Sunday 22 September 2019

Dear Dr Nina: Why am I getting recurrent UTIs?

Ask the Doctor

A low-dose antibiotic to be taken at night may be prescribed
A low-dose antibiotic to be taken at night may be prescribed

Nina Byrnes

Q I am a 34-year-old woman and I am have a tendency to get urinary tract infections.

I usually try and treat these by drinking lots of water and cranberry juice, as I'd prefer to not take antibiotics. However, the infections have been increasing in regularity and are lasting longer. Is there anything I can do to help prevent them, or do I need to see a doctor?

Answer: Urinary tract infections ( UTI's) are the second most common type of infection in the body. The lifetime risk of having a UTI is 50pc in women.

A UTI may increase the urge to urinate but only a small amount may be passed each time. There may be pain or stinging passing urine and urine may appear cloudy, foul smelling or blood tinged. Other symptoms can include back pain, fever, nausea or pressure or pain in the lower stomach.

Interstitial cystitis is a condition in which the bladder wall becomes irritated or inflamed. It may cause many of the same symptoms as a urinary infection but bacteria are not the cause. There is no specific treatment for interstitial cystitis. Some 90pc of cases occur in women and the cause isn't fully understood.

Potential triggers include smoking, alcohol, caffeinated drinks, fizzy or citrus drinks and especially dark-coloured drinks such as tea, coffee, cola and red wine. Chocolate, spices or highly acidic foods may all also be bladder irritants.

Sex creates friction and facilitates the transfer of bacteria in the genital area. Most women will have some bacteria in their urine post-intercourse but this usually clears itself within 24 hours. In some women, this may trigger a UTI.

If a bacterial UTI is confirmed, an antibiotic will be needed. About 20pc of young women who experience a UTI will have a recurrent infection. If you have had more than one UTI, the chance of recurring infection increases. Women may experience a year or two where they have more frequent infections after which these may stop.

For those with recurrent infections, a low dose of antibiotic taken at night may be prescribed for several months.

Another remedy may include taking a single dose of antibiotic after sexual intercourse or taking a short course of antibiotics as soon as symptoms appear.
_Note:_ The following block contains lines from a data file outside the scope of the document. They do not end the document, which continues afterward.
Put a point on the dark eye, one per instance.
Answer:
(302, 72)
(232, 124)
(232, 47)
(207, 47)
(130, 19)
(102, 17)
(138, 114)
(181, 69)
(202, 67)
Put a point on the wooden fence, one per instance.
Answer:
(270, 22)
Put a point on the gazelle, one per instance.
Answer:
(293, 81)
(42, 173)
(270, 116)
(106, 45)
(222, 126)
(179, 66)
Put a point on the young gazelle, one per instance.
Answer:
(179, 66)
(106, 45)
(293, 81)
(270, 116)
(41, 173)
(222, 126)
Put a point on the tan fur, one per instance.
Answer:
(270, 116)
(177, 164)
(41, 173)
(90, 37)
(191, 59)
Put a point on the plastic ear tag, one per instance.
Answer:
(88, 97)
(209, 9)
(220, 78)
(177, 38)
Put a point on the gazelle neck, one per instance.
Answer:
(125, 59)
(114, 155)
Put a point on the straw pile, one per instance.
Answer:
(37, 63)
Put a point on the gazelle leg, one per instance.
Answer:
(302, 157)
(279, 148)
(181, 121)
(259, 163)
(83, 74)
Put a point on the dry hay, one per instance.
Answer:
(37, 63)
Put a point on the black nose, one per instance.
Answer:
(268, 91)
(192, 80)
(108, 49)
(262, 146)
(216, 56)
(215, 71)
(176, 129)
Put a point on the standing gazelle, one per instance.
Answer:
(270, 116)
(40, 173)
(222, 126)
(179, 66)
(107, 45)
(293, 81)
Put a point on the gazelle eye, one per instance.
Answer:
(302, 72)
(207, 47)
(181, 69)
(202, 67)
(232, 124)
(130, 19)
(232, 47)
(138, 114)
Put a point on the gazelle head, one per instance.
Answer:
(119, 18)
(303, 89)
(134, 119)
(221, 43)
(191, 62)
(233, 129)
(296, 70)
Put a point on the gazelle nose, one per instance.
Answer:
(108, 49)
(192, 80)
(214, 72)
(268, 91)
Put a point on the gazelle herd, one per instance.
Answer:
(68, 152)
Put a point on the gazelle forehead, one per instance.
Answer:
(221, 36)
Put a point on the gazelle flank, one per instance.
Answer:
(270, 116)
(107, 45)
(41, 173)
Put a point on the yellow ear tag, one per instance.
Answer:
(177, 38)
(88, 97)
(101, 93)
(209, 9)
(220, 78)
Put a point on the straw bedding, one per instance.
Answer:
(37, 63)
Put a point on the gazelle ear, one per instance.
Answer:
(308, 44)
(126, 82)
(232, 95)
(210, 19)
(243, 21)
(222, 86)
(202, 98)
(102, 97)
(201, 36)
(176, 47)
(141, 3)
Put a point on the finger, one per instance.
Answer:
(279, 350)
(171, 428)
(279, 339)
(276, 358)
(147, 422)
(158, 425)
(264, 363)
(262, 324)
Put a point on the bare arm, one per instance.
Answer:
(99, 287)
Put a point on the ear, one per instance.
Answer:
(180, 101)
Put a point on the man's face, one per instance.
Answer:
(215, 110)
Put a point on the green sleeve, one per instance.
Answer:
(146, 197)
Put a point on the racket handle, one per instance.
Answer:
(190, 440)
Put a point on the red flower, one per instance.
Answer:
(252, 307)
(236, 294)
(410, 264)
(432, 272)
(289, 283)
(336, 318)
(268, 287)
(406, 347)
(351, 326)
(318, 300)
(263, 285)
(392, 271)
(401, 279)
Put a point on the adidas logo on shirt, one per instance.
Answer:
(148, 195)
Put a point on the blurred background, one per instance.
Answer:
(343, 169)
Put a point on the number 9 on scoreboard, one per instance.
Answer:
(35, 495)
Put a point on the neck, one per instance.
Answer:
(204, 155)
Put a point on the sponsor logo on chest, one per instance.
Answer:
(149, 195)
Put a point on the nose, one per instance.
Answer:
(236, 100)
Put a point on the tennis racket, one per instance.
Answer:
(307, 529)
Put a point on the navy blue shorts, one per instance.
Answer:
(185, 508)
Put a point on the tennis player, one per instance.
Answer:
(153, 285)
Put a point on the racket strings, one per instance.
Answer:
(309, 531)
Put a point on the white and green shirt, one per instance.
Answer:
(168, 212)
Cranberry juice or vitamin C make the urine more acidic and so make it harder for bacteria to grow. They are good at preventing a UTI but will not normally cure one once it occurs.

It is essential to drink plenty of water to keep the urinary tract flushed through. This makes it more difficult for bacteria to grow. Pass urine when the urge occurs and avoid resisting the urge to go.

Passing urine after intercourse is a simple remedy that will help flush out any bacteria that may have entered the body. Wiping from the front to the back helps prevent the transfer of bacteria from the anal area.

If simple measures above don't help and infections are increasing and reoccurring, it may be worth seeing your GP for further tests.

Vaginal infections should be ruled out as they may cause similar symptoms. A renal and pelvic ultrasound will help rule out any kidney, bladder, womb or ovarian issues that may be causing the symptoms.